A Crucial Particle Physics Computer Program Risks Obsolescence

A Crucial Particle Physics Computer Program Risks Obsolescence

Recently, I watched a fellow particle physicist talk about a calculation he had pushed to a new height of precision. His tool? A 1980s-era computer program called FORM.

Particle physicists use some of the longest equations in all of science. To look for signs of new elementary particles in collisions at the Large Hadron Collider, for example, they draw thousands of pictures called Feynman diagrams that depict possible collision outcomes, each one encoding a complicated formula that can be millions of terms long. Summing formulas like these with pen and paper is impossible; even adding them with computers is a challenge. The algebra rules we learn in school are fast enough for homework, but for particle physics they are woefully inefficient.

Programs called computer algebra systems strive to handle these tasks. And if you want to solve the biggest equations in the world, for 33 years one program has stood out: FORM.

Developed by the Dutch particle physicist Jos Vermaseren, FORM is a key part of the infrastructure of particle physics, necessary for the hardest calculations. However, as with surprisingly many essential pieces of digital infrastructure, FORM’s maintenance rests largely on one person: Vermaseren himself. And at 73, he has begun to step back from FORM development. Due to the incentive structure of academia, which prizes published papers, not software tools, no successor has emerged. If the situation does not change, particle physics may be forced to slow down dramatically.

FORM got its start in the mid-1980s, when the role of computers was changing rapidly. Its predecessor, a program called Schoonschip, created by Martinus Veltman, was released as a specialized chip that you plugged into the side of an Atari computer. Vermaseren wanted to make a more accessible program that could be downloaded by universities around the world. He began to program it in the computer language FORTRAN, which stands for Formula Translation. The name FORM was a riff on that. (He later switched to a programming language called C.) Vermaseren released his software in 1989. By the early ’90s, over 200 institutions around the world had downloaded it, and the number kept climbing.

Since 2000, a particle physics paper that cites FORM has been published every few days, on average. “Most of the [high-precision] results that our group obtained in the past 20 years were heavily based on FORM code,” said Thomas Gehrmann, a professor at the University of Zurich.

Some of FORM’s popularity came from specialized algorithms that were built up over the years, such as a trick for quickly multiplying certain pieces of a Feynman diagram, and a procedure for rearranging equations to have as few multiplications and additions as possible. But FORM’s oldest and most powerful advantage is how it handles memory.

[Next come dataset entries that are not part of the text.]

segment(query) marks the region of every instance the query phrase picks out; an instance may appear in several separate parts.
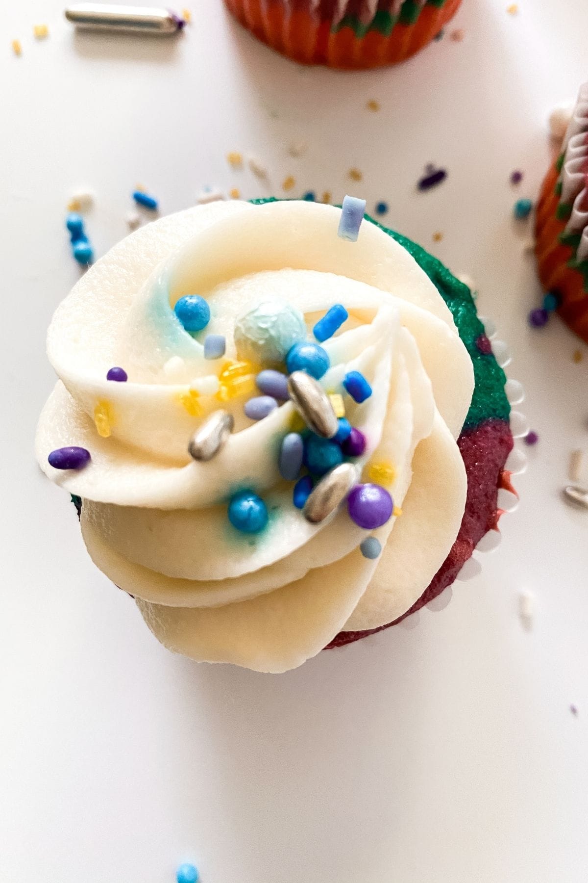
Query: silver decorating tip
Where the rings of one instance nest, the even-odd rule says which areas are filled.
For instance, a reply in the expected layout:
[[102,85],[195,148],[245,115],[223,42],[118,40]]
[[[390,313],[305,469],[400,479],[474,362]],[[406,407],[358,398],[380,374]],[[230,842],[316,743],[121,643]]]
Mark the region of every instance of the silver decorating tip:
[[304,503],[302,514],[312,525],[324,521],[338,509],[357,483],[357,470],[351,463],[335,466],[321,479]]
[[563,495],[567,500],[570,500],[577,506],[588,509],[588,490],[585,487],[578,487],[577,485],[568,485],[563,488]]
[[186,22],[171,10],[152,6],[78,3],[68,6],[65,18],[78,27],[126,31],[165,36],[181,30]]
[[227,411],[215,411],[192,435],[188,453],[195,460],[212,460],[226,444],[234,426],[233,414]]
[[318,381],[305,371],[294,371],[288,377],[288,392],[294,408],[313,433],[324,439],[337,435],[339,420]]

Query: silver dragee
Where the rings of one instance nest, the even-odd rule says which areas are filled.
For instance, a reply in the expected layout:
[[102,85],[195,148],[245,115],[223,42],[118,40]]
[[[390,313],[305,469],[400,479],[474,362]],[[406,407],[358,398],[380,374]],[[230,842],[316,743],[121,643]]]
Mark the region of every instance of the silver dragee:
[[227,411],[215,411],[196,430],[188,445],[195,460],[212,460],[233,431],[234,419]]
[[324,439],[331,439],[339,430],[339,420],[331,400],[321,384],[305,371],[288,377],[288,392],[294,408],[309,429]]

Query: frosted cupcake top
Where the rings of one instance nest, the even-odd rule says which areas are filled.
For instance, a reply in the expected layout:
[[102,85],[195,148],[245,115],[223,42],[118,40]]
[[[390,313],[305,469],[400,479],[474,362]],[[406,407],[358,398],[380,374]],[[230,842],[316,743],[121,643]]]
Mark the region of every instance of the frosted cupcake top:
[[[471,359],[407,252],[365,222],[346,241],[340,215],[231,202],[163,218],[49,328],[41,468],[83,499],[98,566],[195,659],[282,671],[389,623],[459,529]],[[88,457],[56,461],[69,448]]]

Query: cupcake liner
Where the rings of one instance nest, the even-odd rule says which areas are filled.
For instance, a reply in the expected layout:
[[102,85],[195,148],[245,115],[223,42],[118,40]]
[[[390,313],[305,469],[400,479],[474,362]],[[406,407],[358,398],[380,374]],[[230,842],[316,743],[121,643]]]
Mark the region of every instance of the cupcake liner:
[[429,43],[461,0],[225,0],[259,40],[306,64],[369,68]]
[[535,254],[541,285],[558,313],[588,343],[588,83],[537,203]]
[[[480,320],[485,326],[487,336],[492,341],[492,349],[496,361],[501,368],[504,369],[510,365],[511,360],[510,349],[503,341],[496,339],[496,330],[491,320],[485,319],[482,316],[480,316]],[[507,380],[505,391],[511,405],[520,405],[524,402],[525,391],[518,381]],[[377,629],[366,631],[340,632],[325,649],[342,650],[350,644],[360,640],[362,644],[376,643],[376,638],[379,636],[380,632],[390,629],[393,625],[405,629],[416,628],[421,619],[421,610],[426,608],[434,613],[444,610],[453,597],[456,584],[468,582],[481,572],[480,557],[494,552],[502,541],[502,533],[498,528],[499,519],[502,515],[513,512],[518,506],[518,495],[512,485],[512,476],[520,475],[522,472],[525,472],[527,467],[527,457],[522,442],[522,439],[525,438],[529,431],[527,419],[521,411],[511,411],[510,426],[510,433],[514,439],[514,445],[510,447],[510,451],[508,457],[506,457],[502,468],[499,470],[495,502],[493,506],[494,512],[495,513],[494,524],[490,525],[488,529],[485,531],[475,547],[471,550],[469,557],[461,564],[453,579],[447,584],[443,578],[439,579],[438,577],[443,574],[443,568],[446,568],[448,563],[450,566],[452,555],[463,554],[463,543],[460,548],[459,537],[456,540],[447,561],[431,585],[402,616],[393,623],[380,626]],[[470,495],[471,484],[472,482],[468,480],[468,497]]]

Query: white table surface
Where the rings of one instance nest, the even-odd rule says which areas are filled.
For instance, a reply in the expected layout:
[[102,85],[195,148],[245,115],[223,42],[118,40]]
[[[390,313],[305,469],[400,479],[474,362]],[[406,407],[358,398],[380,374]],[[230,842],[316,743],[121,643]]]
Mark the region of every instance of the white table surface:
[[[160,42],[74,35],[57,0],[3,0],[3,883],[172,883],[184,860],[203,883],[586,879],[588,515],[559,494],[570,449],[588,446],[588,358],[571,360],[588,348],[559,321],[527,328],[539,289],[510,209],[547,168],[548,111],[588,73],[588,5],[507,5],[464,0],[462,42],[347,74],[282,59],[219,0]],[[298,159],[292,140],[308,142]],[[270,184],[233,171],[230,150],[256,155]],[[429,162],[448,180],[417,194]],[[54,382],[46,328],[78,276],[71,190],[96,192],[87,229],[101,254],[138,182],[172,212],[205,185],[251,198],[289,174],[298,193],[388,200],[391,226],[477,281],[540,442],[502,542],[443,612],[272,676],[159,645],[91,564],[33,436]]]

Just as humans have two types of memory, short-term and long-term, computers have two types: main and external. Main memory—your computer’s RAM—is easy to access on the fly but limited in size. External memory devices like hard disks and solid-state drives hold much more information but are slower. To solve a long equation, you need to store it in main memory so you can easily work with it.

In the ’80s, both types of memory were limited. “FORM was built in a time when there was almost no memory, and also no disk space—basically there was nothing,” said Ben Ruijl, a former student of Vermaseren’s and FORM developer who is now a postdoctoral researcher at the Swiss Federal Institute of Technology Zurich. This posed a challenge: Equations were too long for main memory to handle. To calculate one, your operating system needed to treat your hard disk as if it were also main memory. The operating system, not knowing how big to expect your equation to be, would store the data in a collection of “pages” on the hard disk, frequently switching between them as different pieces were needed—an inefficient process called swapping.

This xkcd comic illustrates the situation well.

Illustration: xkcd.com

FORM bypasses swapping and uses its own technique. When you work with an equation in FORM, the program assigns each term a fixed amount of space on the hard disk. This technique lets the software more easily keep track of where the pieces of an equation are. It also makes it easy to bring those pieces back to main memory when they are needed without accessing the rest.

Memory has grown since FORM’s early days, from 128 kilobytes of RAM in the Atari 130XE in 1985 to 128 gigabytes of RAM in my souped-up desktop—a millionfold improvement. But the tricks Vermaseren developed remain crucial. As particle physicists pore through petabytes of data from the Large Hadron Collider to search for evidence of new particles, their need for precision, and thus the length of their equations, grows longer.